One of the biggest problems I am having is broadcasting a consistent count down timer to all of the clients. Each person has one minute during their turn of the draft to make a pick. All of the connected clients need to know how much time is remaining for each turn.
The current app uses websockets (via socket.io). Every second an update to the timer is broadcasted to all the connected clients. However, sometimes the timer might pause and then suddenly jump 10 seconds ahead of where it was. My assumption is that this happens when someone has a slow connection.
I was considering running individual timers in each browser to avoid this jumping around. But turn changes will still have to be communicated somehow. Assuming the best way to do this would still be via websocket, some might receive the turn change before others. This means they might think it's still their turn when it's not, or that it was someone else's turn when in reality it is 5 seconds into their turn.
How would you tackle something like this?
Top comments (6)
Welcome to the distributed systems and time hell!
You may want to check how real-time multiplayer games solve these problems, there are more approaches. You already have a start (the server is the source of truth) now you just need to sync the clients.
One issue may be if you use JS timers/timeouts, if the tab doesn't have the focus the ticks will be in slow mode. You can use workers (I think) and read the local time to improve the accuracy.
One way would be a mix between server signals, server time and user local time.
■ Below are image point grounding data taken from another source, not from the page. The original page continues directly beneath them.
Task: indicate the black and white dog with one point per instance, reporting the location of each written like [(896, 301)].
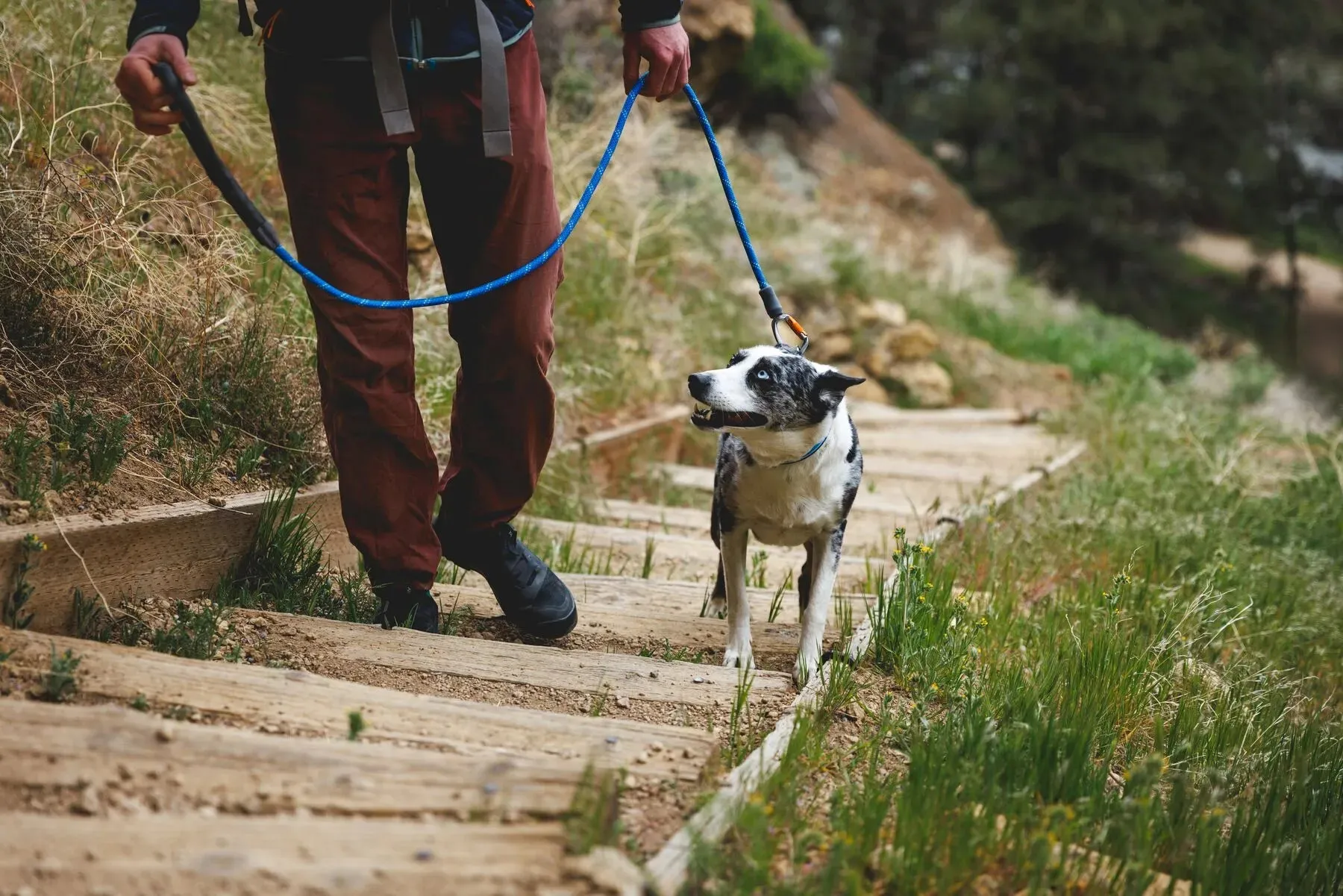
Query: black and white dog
[(789, 469)]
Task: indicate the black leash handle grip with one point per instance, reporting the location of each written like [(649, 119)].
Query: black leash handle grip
[(210, 160)]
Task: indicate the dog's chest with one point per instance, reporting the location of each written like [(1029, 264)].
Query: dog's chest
[(790, 507)]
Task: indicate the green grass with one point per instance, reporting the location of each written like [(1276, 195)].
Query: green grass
[(1092, 344), (1154, 679), (60, 683)]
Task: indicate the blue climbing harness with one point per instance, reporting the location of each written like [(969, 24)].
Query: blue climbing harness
[(262, 230)]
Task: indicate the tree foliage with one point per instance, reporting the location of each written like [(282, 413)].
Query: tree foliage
[(1098, 132)]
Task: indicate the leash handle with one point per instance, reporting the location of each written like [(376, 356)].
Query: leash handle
[(265, 233), (210, 160)]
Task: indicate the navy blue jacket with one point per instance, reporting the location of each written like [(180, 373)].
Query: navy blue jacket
[(426, 30)]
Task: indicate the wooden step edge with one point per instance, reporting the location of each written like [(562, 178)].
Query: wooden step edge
[(402, 651), (154, 855), (107, 761), (307, 704)]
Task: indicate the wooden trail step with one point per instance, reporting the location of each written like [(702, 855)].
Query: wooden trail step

If you know in advance at what time a specific players turn can begin (even 1 minute should work) you can send it beforehand, and his client can begin its phase based on its local timer.
Even if the connection is slow its PC time should work ok and the player should see that is his turn. If the command arrives at the server and is not its actual turn ofc the server will reject it.
Bottom line 1 minute could be a too small time window if the users/game is casual, or 1 second sync times too big.
Interesting idea using the PC time. I was thinking I need to adopt some multiplayer game techniques but I don't know the first thing about video game development. Will look into it.
I stumbled upon a video that treat all 3 subjects and I remembered this topic:
youtu.be/GX4595KeZyc
Maybe Firebase Realtime Database would be of use here. I haven't used it a ton, but in my experience the realtime updates are really quick. This thread says its updates are around 100ms latency, which should be more than enough to broadcast time changes every second.
Omg if that is true this would be perfect. Will look into it π
Firebase will do the trick, just a reminder to calculate your payment prediction for a year or so, I heard some horror stories about it.